[PATCH 2/2] arm64/watchdog_hld: Add a cpufreq notifier for update watchdog thresh

Thu Mar 13 19:03:10 PDT 2025

Hi,

On Wed, Mar 12, 2025 at 12:48 AM Yicong Yang <yangyicong at huawei.com> wrote:
>
> >>>> +static int __init init_watchdog_freq_notifier(void)
> >>>> +{
> >>>> +       return cpufreq_register_notifier(&watchdog_freq_notifier,
> >>>> +                                        CPUFREQ_POLICY_NOTIFIER);
> >>>> +}
> >>>> +core_initcall(init_watchdog_freq_notifier);
> >>>
> >>> I haven't dug into everything, but don't you have a potential blind
> >>> spot, though? What if the order is this:
> >>>
> >>> 1. hw_nmi_get_sample_period() is called
> >>> 2. cpufreq driver probes
> >>> 3. init_watchdog_freq_notifier() initcall runs
> >>>
> >>> Since the cpufreq driver proved before you registered for the
> >>> notifier, won't you miss the creation of the policy? Maybe instead of
> >>> registering for an initcall you should somehow trigger off the first
> >>> call to hw_nmi_get_sample_period() and register at that point in time?
> >>>
> >>
> >> for arm64 the watchdog_perf is registered after armv8 PMU driver's init,
> >> so the sequence is like:
> >>
> >> # core_initcall
> >> init_watchdog_freq_notifier()
> >> # device_initcall
> >> armv8_pmu_driver_init()
> >>   lockup_detector_retry_init()
> >>     schedule_work(&detector_work);
> >> # in detector work
> >> hw_nmi_get_sample_period() // notifier's already been registered
> >>
> >> so we'll always get the correct frequency, either by the cpufreq
> >> already registered or by the notifier which will update the
> >> frequency. Please correct me if I missed anything :)
> >
> > Hmm, OK. So this relies on the fact that because the
> > init_watchdog_freq_notifier() is at "core" level that it'll pretty
> > much init before any of the other things. This type of thing is always
> > a little fragile but I guess it's OK.
> >
> > What about if the order is different though? Again, I haven't traced
> > through it all, but I'm thinking:
> >
> > # core_initcall
> > init_watchdog_freq_notifier()
> > # device_initcall
> > <cpufreq driver policy is created>
> >
> > Now hardlockup_detector_perf_adjust_period() will be called before
> > armv8_pmu_driver_init(). Is that a problem?
>
> it doesn't matter, since in this situation:
>
> # device_initcall
> <cpufreq driver policy is created>
>   hardlockup_detector_perf_adjust_period()
>     if (!event) // armv8_pmu_driver_init() not called, not event created
>       return;
> # later after armv8_pmu_driver_init()
> hw_nmi_get_sample_period() // since cpufreq already been registered, we can
>                            // get the accurate cpufreq

Got it. Sorry for asking the dumb questions--I didn't have time to dig
through the code earlier this week. Yeah, looks like it should be OK.

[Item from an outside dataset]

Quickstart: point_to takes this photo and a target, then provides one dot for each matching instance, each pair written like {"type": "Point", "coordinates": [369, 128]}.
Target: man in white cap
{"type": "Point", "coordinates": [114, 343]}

> > I guess even worse would be if async probe was on and the cpufreq
> > driver and PMU driver were running at the same time?
> >
>
> I think there're 2 cases here:
> 1) cpufreq initialized before hw_nmi_get_sample_period() called, in which
>    case the cpufreq is accurate when create the event
> 2) hw_nmi_get_sample_period() called before cpufreq driver's initialized,
>    in which case we rely on the notifier call to adjust the event's period
>
> May need further check to see if there's any race window here, but the worst
> case will be using the inaccurate cpufreq (5GHz) for calculating the period.

OK, sure. _Maybe_ there could be some small race if these two things
are happening at exactly the same time on two different cores:

core 1:
* lockup_detector_delay_init()
* watchdog_hardlockup_probe()
* hardlockup_detector_event_create()
* hw_nmi_get_sample_period()
* No cpufreq driver, so returns SAFE_MAX_CPU_FREQ

core 2:
* cpufreq driver probes + policy is created
* "event" hasn't been created yet, so your new code is a no-op

core 1:
* event gets created based on SAFE_MAX_CPU_FREQ.

Did I get that right?

That doesn't feel _completely_ impossible especially since
lockup_detector_delay_init() is already running on a separate
workqueue. As you said, though, the worst case is it looks like we'll
just end up with how things were before your patch series.

In any case, I guess it's pretty unlikely, but maybe it wouldn't be
very hard to add a mutex in there? It doesn't feel like that would add
much overhead...

-Doug